The offshore-drilling business, left for dead a few years ago, keeps signing billion-dollar deals. Transocean — the world's largest offshore-drilling contractor — has agreed to supply three rigs to Norway's Equinor, adding more than $1 billion to its backlog, the company announced.

The deal

The agreement covers three harsh-environment semisubmersible rigs — the Transocean Endurance, Enabler and Encourage — for work on the Norwegian continental shelf, totaling seven "rig-years" of drilling, pending regulatory approval. The base day rate is about $399,000, rising past $400,000 with adjustments once work begins. The Endurance is due to start in 2027, the other two in 2028.
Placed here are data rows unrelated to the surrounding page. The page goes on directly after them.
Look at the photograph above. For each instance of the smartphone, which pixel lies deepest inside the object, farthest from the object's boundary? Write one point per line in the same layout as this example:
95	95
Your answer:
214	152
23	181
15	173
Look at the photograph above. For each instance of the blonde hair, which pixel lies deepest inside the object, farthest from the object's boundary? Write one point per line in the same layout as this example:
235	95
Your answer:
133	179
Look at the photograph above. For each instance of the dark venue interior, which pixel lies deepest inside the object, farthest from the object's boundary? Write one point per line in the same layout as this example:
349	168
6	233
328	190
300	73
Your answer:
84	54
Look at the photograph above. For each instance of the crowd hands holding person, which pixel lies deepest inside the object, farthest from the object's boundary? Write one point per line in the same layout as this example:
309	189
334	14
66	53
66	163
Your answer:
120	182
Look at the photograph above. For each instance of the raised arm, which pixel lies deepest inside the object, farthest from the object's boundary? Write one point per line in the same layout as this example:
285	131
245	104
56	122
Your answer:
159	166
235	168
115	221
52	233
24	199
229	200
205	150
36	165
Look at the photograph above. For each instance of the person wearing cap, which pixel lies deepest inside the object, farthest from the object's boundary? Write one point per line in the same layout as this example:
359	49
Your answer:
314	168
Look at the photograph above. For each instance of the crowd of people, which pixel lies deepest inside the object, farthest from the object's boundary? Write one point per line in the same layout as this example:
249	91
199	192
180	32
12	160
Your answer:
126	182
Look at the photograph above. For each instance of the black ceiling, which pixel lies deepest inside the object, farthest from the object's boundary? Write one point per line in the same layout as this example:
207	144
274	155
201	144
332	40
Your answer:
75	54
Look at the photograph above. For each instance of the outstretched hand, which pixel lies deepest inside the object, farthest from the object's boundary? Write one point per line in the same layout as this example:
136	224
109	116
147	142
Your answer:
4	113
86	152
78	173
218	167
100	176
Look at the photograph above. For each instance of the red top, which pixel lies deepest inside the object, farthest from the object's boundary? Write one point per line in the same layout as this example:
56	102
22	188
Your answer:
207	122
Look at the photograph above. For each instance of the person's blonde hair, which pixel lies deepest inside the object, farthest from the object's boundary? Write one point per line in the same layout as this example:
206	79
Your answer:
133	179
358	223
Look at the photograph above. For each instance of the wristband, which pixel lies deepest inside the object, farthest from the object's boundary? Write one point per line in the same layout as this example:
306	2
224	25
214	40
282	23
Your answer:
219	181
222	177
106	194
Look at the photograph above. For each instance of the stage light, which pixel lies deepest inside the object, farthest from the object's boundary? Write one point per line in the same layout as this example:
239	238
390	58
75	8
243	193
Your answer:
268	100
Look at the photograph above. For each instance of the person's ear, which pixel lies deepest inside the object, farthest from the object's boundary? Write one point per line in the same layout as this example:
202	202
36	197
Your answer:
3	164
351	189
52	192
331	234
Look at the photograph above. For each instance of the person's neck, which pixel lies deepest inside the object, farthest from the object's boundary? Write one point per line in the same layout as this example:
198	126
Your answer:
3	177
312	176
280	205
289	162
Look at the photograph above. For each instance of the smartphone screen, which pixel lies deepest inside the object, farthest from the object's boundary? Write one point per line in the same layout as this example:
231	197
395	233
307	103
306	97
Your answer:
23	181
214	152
(Explainer: Transocean owns and leases out offshore drilling rigs, charging oil companies a day rate — a fee per day to operate the rig. A semisubmersible floats on submerged pontoons for stability; "harsh-environment" rigs are built to drill year-round in the storms and cold of the North Sea. A "rig-year" is one rig working for one year.)

Why it signals a boom

The deal is a marker of how far the offshore cycle has turned. After a brutal, years-long downturn — when oil companies slashed offshore spending and rigs sat idle — demand has roared back. High-specification rigs in Norway are now essentially fully booked, and global utilization of these floating rigs is running high, Offshore Energy reported. Scarcity has pushed day rates sharply higher — hence the near-$400,000 figure. Equinor, for its part, is investing in offshore Norway, with a busy 2026 drilling program to sustain output from mature fields and tap new finds.

Backlog and debt

For Transocean, the value is visibility. The contract swells its backlog — contracted future revenue — which stood around $7.1 billion in recent filings. That matters because offshore contracts are long-dated (rigs are booked years ahead), giving the company predictable cash flow. Transocean, long weighed down by heavy debt from the last downturn, has been using that cash to pay it down — cutting debt substantially in 2025 and targeting more this year.

Why it matters

For Transocean, the deal deepens a recovery story: rising day rates and a fat backlog are steadily repairing a balance sheet battered by the bust. For the energy market, it's another sign that oil majors are selectively investing in high-return offshore barrels even amid the energy transition — the same disciplined-spending impulse behind Shell's recent Gulf-of-Mexico sale that Boursel covered. And for investors, offshore drilling — one of the most cyclical corners of energy — looks to be mid-upswing, though the cycle always eventually turns. Boursel offers no view on Transocean's stock; the takeaway is that the world still needs deepwater oil, and the rigs that drill it are, for now, in high demand and short supply.